From the survey results, the committee was able to determine how to make local shopping a better experience for people like Pearson, whether through informing them what new business would attract patrons or if they need to better publicize the businesses already here.
For example, one major reason for shopping elsewhere was variety, with many survey participants noting a lack of ethnic dining options and stores like Target. However, Taylor said there are plenty of ethnic restaurants, such as Dhaba Cuisine of Indian on Main Street, but people in parts of the city farther from these locations might not know about them. Thanks to the survey, committee members now know better marketing is needed for these restaurants.

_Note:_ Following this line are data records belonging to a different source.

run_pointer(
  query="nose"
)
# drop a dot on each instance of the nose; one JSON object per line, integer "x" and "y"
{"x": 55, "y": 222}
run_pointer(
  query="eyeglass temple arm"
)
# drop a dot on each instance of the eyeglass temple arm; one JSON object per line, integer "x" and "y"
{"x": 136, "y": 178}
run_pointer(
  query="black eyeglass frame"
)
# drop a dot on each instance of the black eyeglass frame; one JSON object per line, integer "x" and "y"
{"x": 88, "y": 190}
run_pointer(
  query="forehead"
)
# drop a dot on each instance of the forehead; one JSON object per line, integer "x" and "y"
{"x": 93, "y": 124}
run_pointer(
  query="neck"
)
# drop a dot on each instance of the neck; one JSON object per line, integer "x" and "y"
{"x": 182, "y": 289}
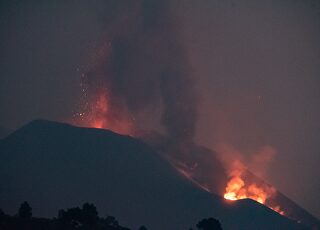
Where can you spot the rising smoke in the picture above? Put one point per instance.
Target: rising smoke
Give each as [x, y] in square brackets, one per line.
[141, 66]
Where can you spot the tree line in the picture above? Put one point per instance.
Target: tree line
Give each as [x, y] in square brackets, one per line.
[77, 218]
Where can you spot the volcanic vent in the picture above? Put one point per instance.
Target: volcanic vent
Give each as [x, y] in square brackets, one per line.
[139, 79]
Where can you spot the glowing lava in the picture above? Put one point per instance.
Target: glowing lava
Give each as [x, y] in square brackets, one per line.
[237, 189]
[100, 115]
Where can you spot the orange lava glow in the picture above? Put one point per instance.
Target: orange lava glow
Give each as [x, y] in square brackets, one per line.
[237, 189]
[100, 116]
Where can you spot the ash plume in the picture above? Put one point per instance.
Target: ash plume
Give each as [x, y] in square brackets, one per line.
[141, 66]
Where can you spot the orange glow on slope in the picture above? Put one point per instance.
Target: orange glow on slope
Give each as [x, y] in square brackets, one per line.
[237, 189]
[100, 116]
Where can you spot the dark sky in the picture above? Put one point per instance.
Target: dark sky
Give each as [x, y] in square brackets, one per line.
[256, 65]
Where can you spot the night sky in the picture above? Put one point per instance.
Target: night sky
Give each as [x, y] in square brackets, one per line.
[256, 66]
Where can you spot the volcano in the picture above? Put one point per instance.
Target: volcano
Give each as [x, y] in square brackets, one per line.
[54, 165]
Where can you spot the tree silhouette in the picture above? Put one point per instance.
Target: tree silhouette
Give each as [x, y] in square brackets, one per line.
[209, 224]
[25, 211]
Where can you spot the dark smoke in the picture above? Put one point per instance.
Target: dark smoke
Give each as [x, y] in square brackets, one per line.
[142, 66]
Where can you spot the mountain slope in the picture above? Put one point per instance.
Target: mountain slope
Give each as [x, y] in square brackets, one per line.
[55, 166]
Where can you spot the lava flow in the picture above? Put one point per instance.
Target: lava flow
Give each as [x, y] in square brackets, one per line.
[237, 189]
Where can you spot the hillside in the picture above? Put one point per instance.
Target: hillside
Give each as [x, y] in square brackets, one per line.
[53, 166]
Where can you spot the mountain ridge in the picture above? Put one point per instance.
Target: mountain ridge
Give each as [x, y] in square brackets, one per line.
[49, 163]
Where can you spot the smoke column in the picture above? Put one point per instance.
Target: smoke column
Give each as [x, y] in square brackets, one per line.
[141, 66]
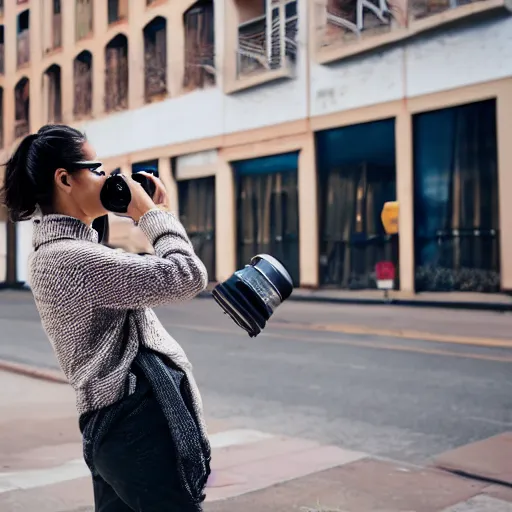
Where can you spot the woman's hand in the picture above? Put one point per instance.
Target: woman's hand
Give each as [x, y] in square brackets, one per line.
[141, 203]
[161, 198]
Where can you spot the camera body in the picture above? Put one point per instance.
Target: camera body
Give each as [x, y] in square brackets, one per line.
[115, 194]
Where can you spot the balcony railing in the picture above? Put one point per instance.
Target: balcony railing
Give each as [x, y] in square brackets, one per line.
[21, 128]
[268, 43]
[424, 8]
[343, 22]
[23, 48]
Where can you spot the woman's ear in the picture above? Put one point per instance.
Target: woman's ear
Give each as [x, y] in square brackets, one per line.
[62, 179]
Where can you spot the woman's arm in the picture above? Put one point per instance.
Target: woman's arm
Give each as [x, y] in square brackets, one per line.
[127, 281]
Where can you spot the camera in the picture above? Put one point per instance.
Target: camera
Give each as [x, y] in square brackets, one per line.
[115, 194]
[251, 295]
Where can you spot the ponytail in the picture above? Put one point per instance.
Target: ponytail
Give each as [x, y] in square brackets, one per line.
[19, 192]
[29, 176]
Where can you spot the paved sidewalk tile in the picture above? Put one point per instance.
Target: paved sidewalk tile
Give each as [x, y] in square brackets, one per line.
[490, 458]
[273, 464]
[481, 504]
[500, 492]
[363, 486]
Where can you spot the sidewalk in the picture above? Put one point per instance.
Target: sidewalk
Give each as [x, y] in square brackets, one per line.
[42, 469]
[452, 300]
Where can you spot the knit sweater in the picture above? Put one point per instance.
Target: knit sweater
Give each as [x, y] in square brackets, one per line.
[95, 302]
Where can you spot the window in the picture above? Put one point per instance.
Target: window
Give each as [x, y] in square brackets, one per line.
[117, 10]
[155, 59]
[267, 35]
[199, 46]
[23, 38]
[22, 108]
[52, 88]
[267, 210]
[1, 118]
[56, 25]
[456, 212]
[2, 51]
[83, 85]
[116, 75]
[355, 180]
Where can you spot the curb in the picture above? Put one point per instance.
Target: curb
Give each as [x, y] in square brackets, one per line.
[33, 372]
[501, 307]
[419, 303]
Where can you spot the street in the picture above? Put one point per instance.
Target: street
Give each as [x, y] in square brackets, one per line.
[307, 377]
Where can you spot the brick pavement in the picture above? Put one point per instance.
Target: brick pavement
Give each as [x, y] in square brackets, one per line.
[41, 468]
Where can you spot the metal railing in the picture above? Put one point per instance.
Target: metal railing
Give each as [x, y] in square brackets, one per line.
[23, 48]
[268, 41]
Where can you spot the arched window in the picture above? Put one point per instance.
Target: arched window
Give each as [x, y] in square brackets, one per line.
[82, 70]
[199, 45]
[22, 108]
[23, 38]
[116, 74]
[83, 19]
[53, 96]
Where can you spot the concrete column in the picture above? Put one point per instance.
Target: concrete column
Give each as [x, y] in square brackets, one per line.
[230, 43]
[166, 175]
[405, 197]
[225, 220]
[175, 53]
[36, 70]
[504, 122]
[308, 214]
[136, 57]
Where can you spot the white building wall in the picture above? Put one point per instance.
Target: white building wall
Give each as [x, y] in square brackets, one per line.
[23, 249]
[3, 251]
[206, 113]
[358, 82]
[443, 60]
[460, 57]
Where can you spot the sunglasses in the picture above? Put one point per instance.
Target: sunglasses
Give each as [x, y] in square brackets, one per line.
[91, 166]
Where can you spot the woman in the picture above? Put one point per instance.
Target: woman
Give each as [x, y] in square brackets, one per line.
[140, 411]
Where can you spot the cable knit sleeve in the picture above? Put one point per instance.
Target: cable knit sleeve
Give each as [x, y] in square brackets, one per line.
[129, 281]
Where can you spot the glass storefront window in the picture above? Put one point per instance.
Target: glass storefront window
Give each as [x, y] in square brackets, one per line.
[456, 199]
[356, 172]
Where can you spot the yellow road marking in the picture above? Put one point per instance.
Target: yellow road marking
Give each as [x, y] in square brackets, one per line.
[397, 333]
[354, 343]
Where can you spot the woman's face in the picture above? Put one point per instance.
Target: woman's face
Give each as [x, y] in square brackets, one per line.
[86, 185]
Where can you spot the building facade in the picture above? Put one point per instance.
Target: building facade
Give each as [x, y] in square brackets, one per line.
[284, 125]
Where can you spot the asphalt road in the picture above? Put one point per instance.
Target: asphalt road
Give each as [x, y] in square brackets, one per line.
[389, 396]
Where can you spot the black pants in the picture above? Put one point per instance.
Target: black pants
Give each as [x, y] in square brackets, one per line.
[136, 464]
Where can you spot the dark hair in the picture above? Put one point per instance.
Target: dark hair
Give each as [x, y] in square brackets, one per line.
[31, 169]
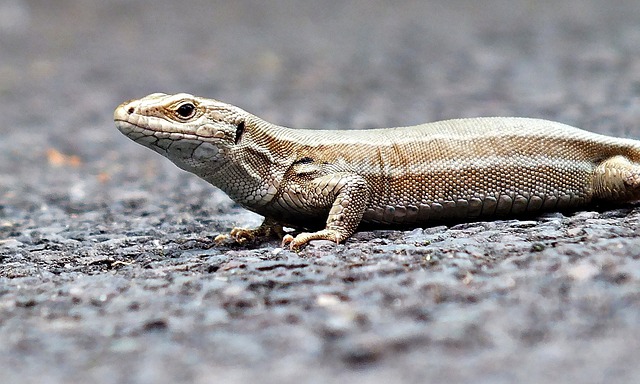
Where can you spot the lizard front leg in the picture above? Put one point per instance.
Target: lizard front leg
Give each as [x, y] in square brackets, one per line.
[350, 195]
[269, 228]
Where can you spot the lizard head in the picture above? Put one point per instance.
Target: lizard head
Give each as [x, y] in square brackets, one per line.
[193, 132]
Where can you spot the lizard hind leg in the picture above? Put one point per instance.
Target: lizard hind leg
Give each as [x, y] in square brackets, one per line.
[617, 179]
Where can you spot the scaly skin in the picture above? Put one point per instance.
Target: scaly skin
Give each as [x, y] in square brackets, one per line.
[334, 181]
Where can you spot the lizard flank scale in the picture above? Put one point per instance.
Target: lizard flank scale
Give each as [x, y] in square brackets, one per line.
[333, 181]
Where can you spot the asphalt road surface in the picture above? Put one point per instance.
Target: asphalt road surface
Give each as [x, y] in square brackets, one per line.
[108, 270]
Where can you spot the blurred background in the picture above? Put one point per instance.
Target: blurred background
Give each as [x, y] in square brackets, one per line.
[65, 64]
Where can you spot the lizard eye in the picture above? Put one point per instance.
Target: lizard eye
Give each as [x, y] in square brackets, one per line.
[186, 110]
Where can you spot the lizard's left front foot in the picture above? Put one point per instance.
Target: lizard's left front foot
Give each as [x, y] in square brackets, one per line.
[303, 238]
[268, 229]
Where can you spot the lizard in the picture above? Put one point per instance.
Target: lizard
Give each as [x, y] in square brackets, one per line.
[330, 182]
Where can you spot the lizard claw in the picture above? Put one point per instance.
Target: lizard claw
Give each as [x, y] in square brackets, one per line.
[303, 238]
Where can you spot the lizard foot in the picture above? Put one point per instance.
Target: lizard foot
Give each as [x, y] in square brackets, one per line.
[303, 238]
[265, 231]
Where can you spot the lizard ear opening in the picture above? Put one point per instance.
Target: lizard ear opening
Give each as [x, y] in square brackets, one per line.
[239, 132]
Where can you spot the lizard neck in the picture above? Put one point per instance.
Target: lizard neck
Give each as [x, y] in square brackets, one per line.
[256, 165]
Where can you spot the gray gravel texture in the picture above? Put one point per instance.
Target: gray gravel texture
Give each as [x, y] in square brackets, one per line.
[108, 271]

Cost and parking were also listed as reasons residents travel elsewhere to shop, but also factors that would draw them back to Santa Monica if improved. Taylor said the problem of parking is one of perception than reality, though, and committee members are working to make more parking available during weekends and evenings.
Regardless of any complaints found in the survey, 75 percent of Santa Monica residents said buying local is important.
“It was good to have that validated,” Taylor said. “Local residents … understand and value local businesses.”
Debbie Lee with Bayside said the survey will help economic development in terms of looking at what types of businesses to attract and expanding services that might be missing. Additionally, it encourages people to explore Santa Monica more for shops that fit their needs that they might not have noticed previously.
“You might walk by the store 100 times” but not notice it, Lee said.